AFTERMATH OF ZUKOWSKI
The aftermath of the Zukowski decision is not known yet. I have tried cancer cases similar to Zukowski, where multiple potential employers were liable for the cancer and ultimately won for my client, but only because the last employer in claimant’s employment history was found liable. I authored an amicus brief for the Colorado Self-Insured Association in Zukowski, so I have a pretty good idea of where these cancer cases are going.
Before Zukowski, firefighter cancer cases were very simple for claimant to prove. Claimant would appear with a doctor who would testify that the firefighter’s particular cancer fell within the types enumerated in the statute. The doctor would offer their opinion that since claimant worked for five years as a firefighter, claimant’s cancer was presumed caused by that work. There was no amount of alternate risk evidence that would overcome the presumption as interpreted before Zukowski.
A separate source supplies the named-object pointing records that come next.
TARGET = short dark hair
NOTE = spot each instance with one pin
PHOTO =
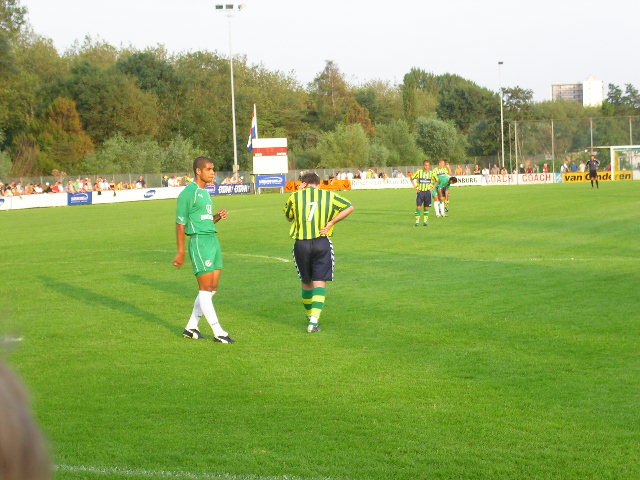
(310, 178)
(200, 162)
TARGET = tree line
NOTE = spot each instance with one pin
(99, 109)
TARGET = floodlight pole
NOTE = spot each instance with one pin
(229, 10)
(501, 110)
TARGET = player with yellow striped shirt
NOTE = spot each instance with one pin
(313, 214)
(424, 181)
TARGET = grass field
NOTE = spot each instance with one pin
(502, 342)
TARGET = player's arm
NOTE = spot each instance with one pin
(221, 215)
(180, 235)
(288, 210)
(414, 181)
(338, 218)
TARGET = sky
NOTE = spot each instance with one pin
(540, 43)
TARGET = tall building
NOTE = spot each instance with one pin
(590, 93)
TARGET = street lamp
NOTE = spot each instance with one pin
(501, 110)
(229, 9)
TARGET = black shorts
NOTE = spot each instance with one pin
(423, 198)
(314, 259)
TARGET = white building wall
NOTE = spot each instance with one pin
(592, 92)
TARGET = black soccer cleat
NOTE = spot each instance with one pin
(224, 339)
(192, 333)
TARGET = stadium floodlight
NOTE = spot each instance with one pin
(501, 109)
(229, 9)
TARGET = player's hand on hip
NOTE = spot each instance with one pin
(179, 260)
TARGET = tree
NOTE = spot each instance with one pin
(331, 96)
(360, 115)
(347, 146)
(110, 102)
(517, 102)
(126, 155)
(382, 101)
(400, 143)
(179, 155)
(64, 143)
(440, 140)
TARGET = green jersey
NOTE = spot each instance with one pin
(439, 172)
(195, 210)
(443, 181)
(426, 180)
(311, 209)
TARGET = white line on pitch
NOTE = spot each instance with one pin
(279, 259)
(12, 339)
(124, 472)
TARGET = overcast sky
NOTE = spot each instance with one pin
(540, 43)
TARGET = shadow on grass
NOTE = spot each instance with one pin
(89, 297)
(173, 287)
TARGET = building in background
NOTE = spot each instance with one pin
(590, 93)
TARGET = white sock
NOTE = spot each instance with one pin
(205, 300)
(195, 315)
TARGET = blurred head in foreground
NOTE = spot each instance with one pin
(23, 451)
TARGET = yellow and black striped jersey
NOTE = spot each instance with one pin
(439, 172)
(311, 209)
(426, 180)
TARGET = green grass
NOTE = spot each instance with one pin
(499, 343)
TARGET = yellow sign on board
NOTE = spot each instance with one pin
(602, 176)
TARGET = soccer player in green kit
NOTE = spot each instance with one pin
(195, 219)
(441, 172)
(441, 192)
(424, 181)
(314, 213)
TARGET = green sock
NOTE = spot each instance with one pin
(307, 296)
(317, 301)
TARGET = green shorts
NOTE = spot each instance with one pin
(205, 253)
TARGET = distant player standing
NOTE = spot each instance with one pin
(593, 165)
(441, 192)
(195, 219)
(441, 171)
(424, 181)
(314, 213)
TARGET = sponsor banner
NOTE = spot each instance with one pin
(241, 189)
(380, 183)
(535, 178)
(33, 201)
(518, 179)
(575, 177)
(270, 156)
(137, 195)
(271, 181)
(324, 185)
(79, 198)
(468, 180)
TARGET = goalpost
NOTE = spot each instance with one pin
(624, 157)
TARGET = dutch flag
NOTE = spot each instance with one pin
(254, 129)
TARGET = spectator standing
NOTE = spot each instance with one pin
(593, 165)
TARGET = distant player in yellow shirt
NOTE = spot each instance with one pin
(424, 182)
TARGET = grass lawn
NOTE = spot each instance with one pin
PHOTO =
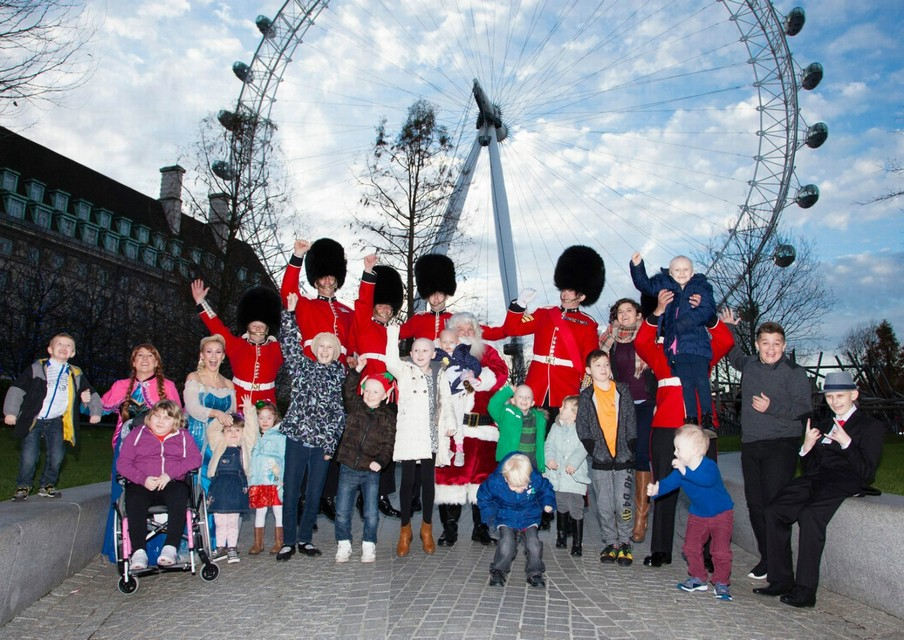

After Zukowski, litigating a firefighter cancer case will be much more involved when there are other risk factors to explain the cancer. Further, every risk factor relative to a particular cancer will have to be explored. For instance, the case I tried involved prostate cancer. Claimant had a significant family history of prostate cancer and was clearly predisposed to developing prostate cancer. Further, expert testimony was presented that prostate cancer is not something one would expect to see from exposure to carcinogens as a firefighter. Is predisposition to developing cancer a risk factor after Zukowski? It is certainly not as clear a risk factor as is exposure to sun and developing melanoma, where the cause-effect relationship is clear. Therefore, I believe these cases will become cancer and fact specific.
Further clarification through litigated cases is required to flesh out the presumption statute. For instance, in my prostate cancer case, claimant had his prostate removed and returned to work as a firefighter. If claimant develops another type of cancer is that an entirely separate claim? If claimant’s prostate cancer spread to a different organ after the prostate was removed, is that a new claim or continuation of the same claim? Is there a medical basis to prove that the cancer has recurred in a different organ or that it is an entirely new instance of cancer? These questions arising out of the firefighter cancer presumption statute are all still unanswered.